Zwischen den Schichten in der Rettungswache und den Schuleinheiten stehen für die Azubis noch Praktika auf dem Lehrplan. Dobschall war in der Intensivstation sowie im Kreissaal und durfte dort zwei Geburten mit begleiten: „Das finde ich sehr wichtig, denn irgendwann wird man auch im Rettungsdienst mit einer Geburt konfrontiert. Das ist vorprogrammiert.“ Außerdem hat er während eines seiner Praktika am OP-Tisch assistiert. „Wir können Medikamente sowie Infusionen verabreichen und intubieren – das ist Teil unserer Ausbildung.“
„Die Ausbildung zum Notfallsanitäter ist sehr vielseitig und anspruchsvoll. Hier werden wertvolle Fachkräfte ausgebildet, die über hohe medizinische Kompetenzen verfügen“, betont Hermes. Der Notfallsanitäter arbeitet eigenständig, hat Zugriff auf etwa 25 Medikamente und kann diverse ärztliche Maßnahmen – von der Atemwegssicherung bis hin zur Thoraxentlastungspunktion – durchführen.
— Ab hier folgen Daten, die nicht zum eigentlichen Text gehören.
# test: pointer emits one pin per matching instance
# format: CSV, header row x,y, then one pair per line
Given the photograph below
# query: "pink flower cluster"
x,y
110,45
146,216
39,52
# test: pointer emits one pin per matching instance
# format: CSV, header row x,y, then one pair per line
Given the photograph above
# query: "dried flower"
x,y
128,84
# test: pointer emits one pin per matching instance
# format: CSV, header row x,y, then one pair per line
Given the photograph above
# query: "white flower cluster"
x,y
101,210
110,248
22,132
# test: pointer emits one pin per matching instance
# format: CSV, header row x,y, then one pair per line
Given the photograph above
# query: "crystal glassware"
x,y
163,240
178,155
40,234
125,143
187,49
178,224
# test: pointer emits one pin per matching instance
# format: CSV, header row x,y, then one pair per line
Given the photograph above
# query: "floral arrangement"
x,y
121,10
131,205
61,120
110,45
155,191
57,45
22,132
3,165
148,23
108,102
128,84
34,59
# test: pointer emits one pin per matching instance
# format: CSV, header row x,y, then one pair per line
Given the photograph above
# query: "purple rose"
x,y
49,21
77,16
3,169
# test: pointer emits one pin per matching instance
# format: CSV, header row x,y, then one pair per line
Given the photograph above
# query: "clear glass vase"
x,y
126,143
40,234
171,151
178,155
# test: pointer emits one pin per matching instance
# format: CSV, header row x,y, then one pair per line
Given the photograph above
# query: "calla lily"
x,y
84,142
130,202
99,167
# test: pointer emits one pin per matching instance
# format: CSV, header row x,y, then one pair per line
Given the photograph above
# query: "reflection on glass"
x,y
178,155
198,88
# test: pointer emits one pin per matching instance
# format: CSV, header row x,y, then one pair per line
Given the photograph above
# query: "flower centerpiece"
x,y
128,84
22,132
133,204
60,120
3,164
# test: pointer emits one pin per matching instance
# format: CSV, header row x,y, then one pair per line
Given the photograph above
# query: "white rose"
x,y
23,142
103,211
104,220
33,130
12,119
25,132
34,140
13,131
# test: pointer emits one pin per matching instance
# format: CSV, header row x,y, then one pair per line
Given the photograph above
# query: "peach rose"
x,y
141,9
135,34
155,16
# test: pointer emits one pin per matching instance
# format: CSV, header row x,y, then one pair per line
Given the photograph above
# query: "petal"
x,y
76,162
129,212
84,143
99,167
Besonders die Skilltrainings und Großübungen gemeinsam mit der Polizei, der Feuerwehr, Hilfsorganisationen, der Kreisleitstelle und dem Fernmeldedienst seien effektiv. „Hier wird der Ernstfall simuliert und die Azubis können zeigen, was sie alles gelernt haben.“
Dobschall und seine Azubi-Kollegen beenden ihre Ausbildung Ende August. Doch auch danach müssen sie sich stets wissenschaftlich auf dem neuesten Stand halten und praktisch im Training bleiben.